Many hundreds of people gathered along the shoreline, together but apart, standing for Westernport. Specifically the Shoreline Vigil for Westernport Bay was designed as an opportunity for locals to:
- Show your love of Westernport Bay
- Show you stand for and will protect Westernport Bay
- Listen to the living waters of Warn Marring, in quiet contemplation, in the spirit of Nyernila (to listen continuously, or deep listening)
- Demonstrate to AGL and the Premier of Victoria that this Bay is too precious to lose.
A Simple Plan for our Shoreline Vigil
The community was invited to show up on their most loved Westernport – Warn marring shoreline at 4 pm and stay until sunset. The format for the vigil was about connecting to Ancestors- the traditional custodians, the BoonWurrung, and peoples own ancestors. It was a way to connect to the place, to be in silent contemplation (Nyernila) of this place, this Country. Participants were invited to send their love in whatever way feel true for them, singing, drumming, standing, or in silence. A simple powerful offering and a commitment to stand for the War marrin, for Westernport Bay.

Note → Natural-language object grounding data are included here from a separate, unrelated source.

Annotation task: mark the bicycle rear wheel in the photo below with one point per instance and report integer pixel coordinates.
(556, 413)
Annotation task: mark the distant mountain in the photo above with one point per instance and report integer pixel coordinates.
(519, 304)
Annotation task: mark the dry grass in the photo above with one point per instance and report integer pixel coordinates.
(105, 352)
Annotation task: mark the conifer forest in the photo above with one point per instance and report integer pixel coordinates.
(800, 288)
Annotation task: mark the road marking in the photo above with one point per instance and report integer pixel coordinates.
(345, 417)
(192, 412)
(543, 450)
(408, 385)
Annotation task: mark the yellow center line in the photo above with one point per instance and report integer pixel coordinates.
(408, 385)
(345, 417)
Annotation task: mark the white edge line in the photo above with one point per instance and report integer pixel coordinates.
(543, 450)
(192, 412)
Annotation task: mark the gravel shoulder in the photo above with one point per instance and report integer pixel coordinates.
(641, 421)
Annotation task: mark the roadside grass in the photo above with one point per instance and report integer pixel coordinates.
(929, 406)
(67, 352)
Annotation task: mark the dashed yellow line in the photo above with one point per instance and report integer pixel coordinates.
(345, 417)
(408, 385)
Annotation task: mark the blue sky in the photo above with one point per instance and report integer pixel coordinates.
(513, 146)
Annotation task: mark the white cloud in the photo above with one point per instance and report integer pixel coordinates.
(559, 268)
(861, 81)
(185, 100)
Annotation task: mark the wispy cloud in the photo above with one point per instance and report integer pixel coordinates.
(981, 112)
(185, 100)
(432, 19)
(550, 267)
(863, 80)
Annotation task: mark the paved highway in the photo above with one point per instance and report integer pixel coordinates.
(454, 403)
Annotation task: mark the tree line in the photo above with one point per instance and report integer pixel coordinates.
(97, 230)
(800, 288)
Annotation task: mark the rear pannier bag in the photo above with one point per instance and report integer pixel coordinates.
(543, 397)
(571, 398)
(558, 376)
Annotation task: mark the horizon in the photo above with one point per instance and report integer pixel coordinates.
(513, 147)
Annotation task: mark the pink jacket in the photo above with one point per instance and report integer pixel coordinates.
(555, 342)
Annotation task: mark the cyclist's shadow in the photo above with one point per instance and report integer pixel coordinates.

And show up they did. The response to the event was beautiful. The Insta posts keep rolling in showing how much love and connection people have to and for Westernport Bay, warn marrin. This campaign is important as it nourishes the activists who can get disheartened by the powers that be. And gathering on the beach we knew we had a more significant power on our side. A huge rainbow arced from Phillip Island across to Crib point, reflecting the love and light from and to this beautiful place. She is with us and we with her.
Ritual Spaces
Sarah loves helping people foster a deep connection to their own living loving bodies, to the mystery and wonder of the universe within. She offers dance, ceremony and ritual as ways into the body, and into the earth.
Women and the Drum
Sarah has a passion for returning women to the drum. The frame drum is a pan cultural instrument, sacred to ancient women and used in ceremony and ritual. Sarah weaves the drum into many of her sacred rituals today and in the making of frame drums.
Sarah acknowledged her teachers, Jane Hardewick Collings and Jane Elworthy for inspiring her to work with the drum. Layne Redmond, whose book When the Drummers Were Women shows how important this instrument has been to women through time.
Sarah’s passion for movement and dance is lifelong. She encourages all women to find their inner dance, to move with freedom and joy, and to honour the creative story telling inherent in their movements.